First things first, while the Brobe is pretty much the best thing ever, it’s hot here in Texas, and I barely slept last night. It was Katy Perry’s Hot and Cold in our house last night for me. Sweat. Chills. Twitches. Kitty crazies as 2 am. I did not rest at all. So, even though I planned on being active today, the only activity that happened was me putting on yoga pants and a tshirt to walk outside to get the mail and walk around the inside of the house. I stuck my drains in the pockets of my yoga pants. Then, I fell asleep until one of my BFFs texted me at 3:30. The only part of me that experienced any activity after that were my fingers as we texted. At 7:30 pm, A decided I needed to get out of the house and drove me to see the progress on our new house. I managed to walk the first floor, but after that, we had to go.
It’s just too damned hot and humid. My body was like, “Yo, I don’t mean to cramp your style and all, but you’re recovering from cancer and a massive surgery, so maybe you could chill and go back home?”
We came home.
I went to change back into my Brobe and had visions of another night of sweating. The Brobe is wonderful. Amazing. I love it. I love my student’s mom who gave it to me. It has a lot of fabric, though. And, it’s hot. Then, I remembered: I bought myself Velcro detachable drain pockets back in January preparing for my mastectomy. They attach to the fabric band on my post-surgery bra. I’ve been strictly forbidden from wearing bras, but that’s fine. I don’t need the bra. The pockets attach using Velcro. I have tons of cotton tank tops from Old Navy. In a stroke of genius (it feels that way, okay? Having three drains coming out of your thighs is ridiculous to manage.), I put on one of the tanks, A helped attach the pockets, dubiously, I might add, and we dropped the drains in those pockets.
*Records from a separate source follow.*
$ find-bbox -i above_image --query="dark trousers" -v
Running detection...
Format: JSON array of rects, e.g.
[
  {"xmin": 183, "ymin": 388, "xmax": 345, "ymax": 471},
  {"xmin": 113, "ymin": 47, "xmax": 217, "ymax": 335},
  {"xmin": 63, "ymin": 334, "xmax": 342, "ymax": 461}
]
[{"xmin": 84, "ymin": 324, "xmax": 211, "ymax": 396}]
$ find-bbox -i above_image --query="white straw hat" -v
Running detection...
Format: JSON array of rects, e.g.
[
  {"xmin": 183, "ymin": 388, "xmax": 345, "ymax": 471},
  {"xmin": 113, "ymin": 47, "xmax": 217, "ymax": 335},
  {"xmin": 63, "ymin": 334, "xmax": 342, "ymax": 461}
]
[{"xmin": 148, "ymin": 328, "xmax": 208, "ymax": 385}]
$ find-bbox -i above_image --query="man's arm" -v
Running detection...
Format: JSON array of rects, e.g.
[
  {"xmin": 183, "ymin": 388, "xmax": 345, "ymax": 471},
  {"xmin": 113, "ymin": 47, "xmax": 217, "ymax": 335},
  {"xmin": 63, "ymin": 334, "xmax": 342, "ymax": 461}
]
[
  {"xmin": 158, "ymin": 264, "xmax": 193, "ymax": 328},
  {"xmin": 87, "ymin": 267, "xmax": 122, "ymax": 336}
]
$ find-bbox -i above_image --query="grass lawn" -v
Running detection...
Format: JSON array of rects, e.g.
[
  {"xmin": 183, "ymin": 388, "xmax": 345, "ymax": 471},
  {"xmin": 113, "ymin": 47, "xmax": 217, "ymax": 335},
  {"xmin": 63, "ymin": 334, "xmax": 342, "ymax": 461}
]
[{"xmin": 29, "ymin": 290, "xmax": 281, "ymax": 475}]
Hallelujah! Comfort! It all worked to my plan. Nothing is sticking to me! I’m not sweating. I’m actually really comfortable.
I’m telling you, it’s the little things. I’m 7 days post DIEP. I’ve been home for 2 and 1/2 days. What’s making me happy? Drain pockets.
My children are going stir crazy. I feel for them. I really do. I know they need some time at the park, in a pool, or somewhere indoor where they can run around and be kids. I can’t do it, though. They know it and understand it. They’re still going crazy, though. I have so little stamina. I have more than what I had right after the mastectomy, but man…by 8 pm, I’m done. I lose the will to stand up straight and succumb to the hunched over walk. Then, I berate myself because walking like that makes my neck hurt.
The one thing I’m actually doing very well is not feeling guilty for needing help or needing to sloth in bed. I need to recover so I can be the wife, mom, daughter/cousin/aunt/sister, friend, and teacher I want to be for however long I have left on this mortal coil. I can’t do that if I don’t allow myself to take it easy.
So, I’m taking it easy, which means I ended up napping for hours again today when I should have been sitting up in a chair in the living room, or walking around the house, or playing with my children, or writing lesson plans, or…or…or.
The ors will come faster if I’m kind to myself now, so guilt be damned. I’m going to be selfish for a few more days. I’m going to be kind to myself.
And, I’m going to continue celebrating these drain pockets.